No todos entre nosotros, entre ustedes, lo recuerdan, pero alcanzan los vagos harapos de la memoria para perpetuar esta violencia, para perversamente amarnos. Los que olvidaron, los que se creen a sí mismos aborígenes, nativos, verdaderamente humanos, ellos lo llaman así: la Guerra de los Sexos.
La Guerra, sí, el Enemigo. Y sin embargo noso-tros-yo la amaba, a ella-bella: acopié todo el calor de mi sangre mamífera en una mirada y, enviándosela, la acompañé con las palabras de amor, las que maes-tra-ella me había enseñado.
Es otro precio , le dije dulcemente.
La revancha
¿Usted sabe hasta dónde llegaban los hematomas? Hasta las vértebras prácticamente de la víctima. En la segunda autopsia faltaba una parte del cuello y lo mismo se veían todavía las huellas de los dedos: el pulgar, el índice, el mayor. Extraordinario. Ésa era la fuerza del Flaco. No tenía el músculo tradicional, abultado, del boxeador norteamericano. De la punta de la uña hasta el hombro, todo derecho como una barra de hierro.

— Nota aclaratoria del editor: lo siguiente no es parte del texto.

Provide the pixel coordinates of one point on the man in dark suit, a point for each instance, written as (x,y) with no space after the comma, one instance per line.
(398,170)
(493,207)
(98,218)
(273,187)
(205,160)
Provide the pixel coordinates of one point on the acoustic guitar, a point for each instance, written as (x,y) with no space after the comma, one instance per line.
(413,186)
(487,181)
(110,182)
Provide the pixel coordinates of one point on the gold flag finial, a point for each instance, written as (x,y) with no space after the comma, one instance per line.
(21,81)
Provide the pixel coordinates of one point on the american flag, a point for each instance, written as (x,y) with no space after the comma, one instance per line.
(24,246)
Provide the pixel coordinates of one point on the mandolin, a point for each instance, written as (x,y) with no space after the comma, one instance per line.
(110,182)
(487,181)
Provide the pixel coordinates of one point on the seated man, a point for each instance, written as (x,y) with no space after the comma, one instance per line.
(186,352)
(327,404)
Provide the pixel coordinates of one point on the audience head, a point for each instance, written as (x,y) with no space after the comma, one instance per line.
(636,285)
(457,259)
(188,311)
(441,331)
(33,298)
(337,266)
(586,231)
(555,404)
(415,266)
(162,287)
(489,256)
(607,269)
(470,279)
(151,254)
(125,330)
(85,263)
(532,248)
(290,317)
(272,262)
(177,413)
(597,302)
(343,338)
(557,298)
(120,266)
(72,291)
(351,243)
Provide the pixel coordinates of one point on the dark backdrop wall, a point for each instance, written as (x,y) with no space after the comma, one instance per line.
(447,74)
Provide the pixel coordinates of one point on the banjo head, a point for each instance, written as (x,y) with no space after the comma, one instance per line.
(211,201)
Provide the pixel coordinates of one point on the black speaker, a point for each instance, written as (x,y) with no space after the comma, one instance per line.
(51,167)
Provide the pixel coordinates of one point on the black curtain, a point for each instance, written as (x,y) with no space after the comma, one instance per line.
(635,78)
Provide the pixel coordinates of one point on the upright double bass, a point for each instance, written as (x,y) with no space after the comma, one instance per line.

Yo leí lo que salió en su momento en los diarios, en las revistas. Después escuché el juicio por la radio, como todo el país, pero distinto, porque a mí me tocaba en lo personal. El abogado de la familia de ella salió hablando del placer del estrangulador, le cito palabras textuales, que siente cómo se escurre entre sus manos la vida de la víctima. Dos cosas tengo que objetar: primero, al decir "entre sus manos" habló de más, porque fue con una sola, la derecha. Segundo, ¿qué placer? Veinte a treinta segundos hasta que la víctima pierde la conciencia. Placer cortito, y en esos treinta segundos el hombre pierde todo, mata a la mujer, deja huérfano al hijo, destruye todo lo que consiguió en tantos años, toda la gloria de campeón, todo. Entonces la gente se pregunta, cómo puede ser, cómo puede ser.
Pero yo no me pregunto nada porque lo sé con certeza, porque ahí se da mi intervención personal en forma directa, ésa es mi revancha. Es historia larga, si tiene paciencia se la cuento.
Yo me empecé a interesar en el boxeo de pibe. Éramos vecinos de un campeón de la Armada Na cional. Mi padre, que era militar, me hizo un lugar con dos palos de escoba enganchados en la pared y la bolsa esa tipo marinera que tenían los militares para su equipo. La rellenó de arena mezclada con aserrín y me enseñó el abecé del boxeo. Nunca peleé. Pero fue una de las pasiones de mi vida. Como el fútbol.